Quantitative analysis of fertilizer using laser-induced breakdown spectroscopy combined with random forest algorithm

Abstract

Chemical fertilizers are important for effectively improving soil fertility, promoting crop growth, and increasing grain yield. Therefore, methods that can quickly and accurately measure the amount of fertilizer in the soil should be developed. In this study, 20 groups of soil samples were analyzed using laser-induced breakdown spectroscopy, and partial least squares (PLS) and random forest (RF) models were established. The prediction performances of the models for the chemical fertilizer content and pH were analyzed as well.

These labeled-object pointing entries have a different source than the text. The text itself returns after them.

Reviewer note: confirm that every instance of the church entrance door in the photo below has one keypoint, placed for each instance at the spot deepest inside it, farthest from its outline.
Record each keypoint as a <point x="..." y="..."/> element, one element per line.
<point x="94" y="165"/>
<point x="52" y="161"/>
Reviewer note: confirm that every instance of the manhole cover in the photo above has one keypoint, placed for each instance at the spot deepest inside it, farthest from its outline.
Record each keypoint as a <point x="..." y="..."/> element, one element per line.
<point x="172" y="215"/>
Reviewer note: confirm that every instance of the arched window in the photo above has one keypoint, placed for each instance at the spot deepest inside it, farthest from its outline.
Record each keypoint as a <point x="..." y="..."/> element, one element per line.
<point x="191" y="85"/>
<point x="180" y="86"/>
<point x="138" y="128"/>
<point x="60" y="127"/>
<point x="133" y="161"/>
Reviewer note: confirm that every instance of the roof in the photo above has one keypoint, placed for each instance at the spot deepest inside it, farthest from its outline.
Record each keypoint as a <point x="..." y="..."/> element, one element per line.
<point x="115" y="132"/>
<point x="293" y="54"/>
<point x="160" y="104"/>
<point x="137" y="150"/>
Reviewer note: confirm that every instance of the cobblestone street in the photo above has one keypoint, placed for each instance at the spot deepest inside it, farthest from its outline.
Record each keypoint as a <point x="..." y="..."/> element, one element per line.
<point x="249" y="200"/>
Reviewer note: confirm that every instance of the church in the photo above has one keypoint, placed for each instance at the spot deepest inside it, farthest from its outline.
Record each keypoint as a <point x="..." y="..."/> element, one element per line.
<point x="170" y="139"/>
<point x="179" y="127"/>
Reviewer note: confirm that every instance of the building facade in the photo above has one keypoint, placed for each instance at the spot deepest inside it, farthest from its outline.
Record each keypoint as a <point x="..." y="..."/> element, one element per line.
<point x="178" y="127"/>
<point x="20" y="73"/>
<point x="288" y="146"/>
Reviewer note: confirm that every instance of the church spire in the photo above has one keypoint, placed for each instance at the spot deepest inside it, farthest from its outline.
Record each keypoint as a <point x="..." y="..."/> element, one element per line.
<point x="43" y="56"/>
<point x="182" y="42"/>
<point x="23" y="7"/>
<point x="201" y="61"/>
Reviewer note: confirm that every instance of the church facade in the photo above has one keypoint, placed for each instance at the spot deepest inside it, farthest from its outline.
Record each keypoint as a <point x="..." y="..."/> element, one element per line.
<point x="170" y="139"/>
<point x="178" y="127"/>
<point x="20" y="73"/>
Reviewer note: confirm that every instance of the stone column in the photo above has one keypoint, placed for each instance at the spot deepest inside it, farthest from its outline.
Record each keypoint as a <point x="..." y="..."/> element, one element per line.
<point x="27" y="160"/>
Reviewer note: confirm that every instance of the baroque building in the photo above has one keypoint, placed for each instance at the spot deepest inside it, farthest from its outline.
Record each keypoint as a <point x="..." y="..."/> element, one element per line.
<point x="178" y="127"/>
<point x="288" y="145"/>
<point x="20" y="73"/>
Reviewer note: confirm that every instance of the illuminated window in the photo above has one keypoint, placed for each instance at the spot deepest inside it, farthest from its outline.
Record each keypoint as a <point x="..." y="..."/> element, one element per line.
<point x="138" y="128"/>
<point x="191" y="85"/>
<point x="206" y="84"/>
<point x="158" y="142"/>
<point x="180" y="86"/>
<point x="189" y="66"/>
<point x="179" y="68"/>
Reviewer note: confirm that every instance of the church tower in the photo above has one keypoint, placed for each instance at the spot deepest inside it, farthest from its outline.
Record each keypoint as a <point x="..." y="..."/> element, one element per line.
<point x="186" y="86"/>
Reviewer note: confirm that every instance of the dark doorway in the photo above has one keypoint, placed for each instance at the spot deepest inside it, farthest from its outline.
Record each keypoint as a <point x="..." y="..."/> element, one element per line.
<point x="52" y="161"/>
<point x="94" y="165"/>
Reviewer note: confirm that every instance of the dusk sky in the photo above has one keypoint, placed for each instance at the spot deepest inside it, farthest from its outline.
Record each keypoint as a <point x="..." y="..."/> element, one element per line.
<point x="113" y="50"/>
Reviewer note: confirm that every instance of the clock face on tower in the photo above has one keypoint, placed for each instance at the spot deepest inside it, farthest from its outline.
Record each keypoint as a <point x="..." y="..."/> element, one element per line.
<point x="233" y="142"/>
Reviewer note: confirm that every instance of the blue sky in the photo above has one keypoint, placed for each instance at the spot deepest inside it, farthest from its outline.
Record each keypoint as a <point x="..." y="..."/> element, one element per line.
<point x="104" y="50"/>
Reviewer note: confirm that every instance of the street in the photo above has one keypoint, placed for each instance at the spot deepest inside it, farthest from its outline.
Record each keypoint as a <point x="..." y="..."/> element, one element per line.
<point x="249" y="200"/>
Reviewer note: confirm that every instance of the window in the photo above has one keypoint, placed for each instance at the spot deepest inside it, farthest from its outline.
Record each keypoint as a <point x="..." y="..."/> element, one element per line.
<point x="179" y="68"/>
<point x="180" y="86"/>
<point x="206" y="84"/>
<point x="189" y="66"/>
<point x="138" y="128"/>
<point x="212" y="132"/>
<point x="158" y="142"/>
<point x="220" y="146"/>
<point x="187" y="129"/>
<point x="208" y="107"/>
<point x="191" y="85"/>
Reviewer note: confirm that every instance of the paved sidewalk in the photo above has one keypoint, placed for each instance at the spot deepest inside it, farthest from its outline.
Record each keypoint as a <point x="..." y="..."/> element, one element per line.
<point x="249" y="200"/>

The experimental results showed that the R2 and root mean square error (RMSE) of the chemical fertilizer content in the soil obtained using the full-spectrum PLS model were .7852 and 2.2700 respectively. The predicted R2 for soil pH was .7290, and RMSE was .2364. At the same time, the full-spectrum RF model showed R2 of .9471 (an increase of 21%) and RMSE of .3021 (a decrease of 87%) for fertilizer content. R2 for the soil pH under the RF model was .9517 (an increase of 31%), whereas RMSE was .0298 (a decrease of 87%). Therefore, the RF model showed better prediction performance than the PLS model. The results of this study show that the combination of laser-induced breakdown spectroscopy with RF algorithm is a feasible method for rapid determination of soil fertilizer content.